Israel fears Tel Aviv is next target


The violent escalation around the Gaza Strip last weekend and the launching of Grad rockets at Israeli cities by Islamic Jihad have raised concerns that Tel Aviv may be soon be a target.

"Hamas in Gaza already has dozens of missiles capable of reaching Tel Aviv," said a senior defence official, "and to a lesser degree, Islamic Jihad has similar capabilities. So far they have not crossed the red line by using missiles at such ranges, but it can't be ruled out in the future."

The latest round began last week on Wednesday night, when Islamic Jihad launched a Grad missile that hit the Lachish area, without causing damage or casualties.

The past few weeks, leading up to and immediately following the Shalit prisoner deal, have been peaceful around the Gaza Strip.

Hamas has held fire in recent months; it has been more interested consolidating its control over Gaza and reaping the benefits of the Shalit deal, which has boosted the movement's standing among the Palestinian public.

BBC fact failure

A BBC web report on last weekend's violence detailed fully the Israeli offensives but left out the Palestinian rocket attacks. In addition, the BBC article gave the impression that the Israelis had initiated the exchange, when in fact it was kick-started by Islamic Jihad when it launched a missile at Ashdod on Wednesday last week. The report mentioned only Palestinian casualties. A story posted later by the BBC reported the attacks on Israel, including the initial assault.

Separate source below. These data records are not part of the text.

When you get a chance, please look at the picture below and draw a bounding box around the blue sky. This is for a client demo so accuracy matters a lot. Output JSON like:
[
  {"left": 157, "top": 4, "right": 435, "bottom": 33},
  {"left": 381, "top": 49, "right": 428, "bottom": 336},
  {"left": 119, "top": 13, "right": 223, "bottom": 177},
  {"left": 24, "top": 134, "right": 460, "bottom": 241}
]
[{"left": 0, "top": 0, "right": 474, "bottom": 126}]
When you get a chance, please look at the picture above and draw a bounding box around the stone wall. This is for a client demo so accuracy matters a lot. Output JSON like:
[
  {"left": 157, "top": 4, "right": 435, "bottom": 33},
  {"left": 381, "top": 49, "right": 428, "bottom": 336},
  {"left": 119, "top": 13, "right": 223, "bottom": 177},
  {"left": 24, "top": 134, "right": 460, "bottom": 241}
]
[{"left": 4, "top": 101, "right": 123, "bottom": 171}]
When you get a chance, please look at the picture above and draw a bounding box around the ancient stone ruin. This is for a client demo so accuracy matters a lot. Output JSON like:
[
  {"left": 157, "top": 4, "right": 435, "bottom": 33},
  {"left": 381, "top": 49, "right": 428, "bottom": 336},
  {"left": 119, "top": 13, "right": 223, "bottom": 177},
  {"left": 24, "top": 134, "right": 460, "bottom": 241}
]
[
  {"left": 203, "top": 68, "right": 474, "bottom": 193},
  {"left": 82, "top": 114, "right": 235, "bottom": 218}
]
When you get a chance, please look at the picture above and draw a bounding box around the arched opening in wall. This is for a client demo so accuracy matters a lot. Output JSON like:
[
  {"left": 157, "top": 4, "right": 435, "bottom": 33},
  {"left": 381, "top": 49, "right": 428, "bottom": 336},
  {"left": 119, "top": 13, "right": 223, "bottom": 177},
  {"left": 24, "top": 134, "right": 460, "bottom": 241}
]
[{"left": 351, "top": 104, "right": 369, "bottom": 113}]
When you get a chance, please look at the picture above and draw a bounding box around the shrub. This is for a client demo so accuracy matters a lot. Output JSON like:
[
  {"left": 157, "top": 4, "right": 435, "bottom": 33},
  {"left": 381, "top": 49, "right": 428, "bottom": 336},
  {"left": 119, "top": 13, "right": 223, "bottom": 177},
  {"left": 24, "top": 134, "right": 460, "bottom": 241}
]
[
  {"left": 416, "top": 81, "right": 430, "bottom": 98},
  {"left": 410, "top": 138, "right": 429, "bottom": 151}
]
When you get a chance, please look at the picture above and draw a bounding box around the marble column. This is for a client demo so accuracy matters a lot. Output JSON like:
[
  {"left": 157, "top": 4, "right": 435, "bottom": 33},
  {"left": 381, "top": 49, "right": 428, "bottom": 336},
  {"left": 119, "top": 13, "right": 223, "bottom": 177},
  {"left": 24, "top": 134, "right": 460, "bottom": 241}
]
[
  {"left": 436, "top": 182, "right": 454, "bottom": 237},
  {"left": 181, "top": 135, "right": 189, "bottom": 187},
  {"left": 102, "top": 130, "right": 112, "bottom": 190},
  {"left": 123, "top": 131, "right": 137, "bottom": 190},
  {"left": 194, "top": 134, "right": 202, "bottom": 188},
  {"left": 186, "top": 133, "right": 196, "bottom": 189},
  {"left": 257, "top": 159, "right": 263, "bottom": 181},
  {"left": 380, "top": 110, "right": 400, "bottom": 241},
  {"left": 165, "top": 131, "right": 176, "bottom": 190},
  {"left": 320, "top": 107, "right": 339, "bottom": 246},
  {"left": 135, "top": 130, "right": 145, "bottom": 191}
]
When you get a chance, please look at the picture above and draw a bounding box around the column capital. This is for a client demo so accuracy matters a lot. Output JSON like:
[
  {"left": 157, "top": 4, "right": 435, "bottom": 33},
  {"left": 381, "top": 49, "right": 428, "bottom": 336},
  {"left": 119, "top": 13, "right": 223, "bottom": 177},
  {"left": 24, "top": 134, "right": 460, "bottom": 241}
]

Islamic Jihad, which has officially objected to Hamas's policy of restraint, has also been kept in check since the escalation which followed the terror attack north of Eilat in August.

The missile on Wednesday was launched to commemorate the assassination of the movement's founder, Fathi Shkaki, in 1995. In retaliation, Israel carried out limited attacks against Islamic Jihad that night. The next two days were calm until Israel carried out an air attack on a group of Jihad fighters near Rafah on Saturday afternoon. Five were killed, including a member of the group's military council.

According to Israeli military sources, the group had been planning longer-range missile launches against Israel. The attack sparked off an escalation in which over 40 rockets and mortar rounds were fired into Israel over the next three days. One Israeli was killed and three wounded.

In subsequent Israeli attacks on missile crews in Gaza, another five Jihad fighters were killed. An unofficial ceasefire was achieved on Monday, through Egyptian mediators.

Israeli defence sources said that the IDF's attacks were directed at preventing further missile launches. Senior ministers said on record that a wider campaign in Gaza against Hamas and Islamic Jihad is "inevitable".

Meanwhile, the smuggling of advanced missiles into the Strip continues unabated, including arms looted from the Libyan army. In addition to missiles directed at Israeli cities, there is growing concern over shoulder-launched anti-aircraft missiles, which has led to the decision to equip all Israeli passenger airliners flying to Eilat with defence systems.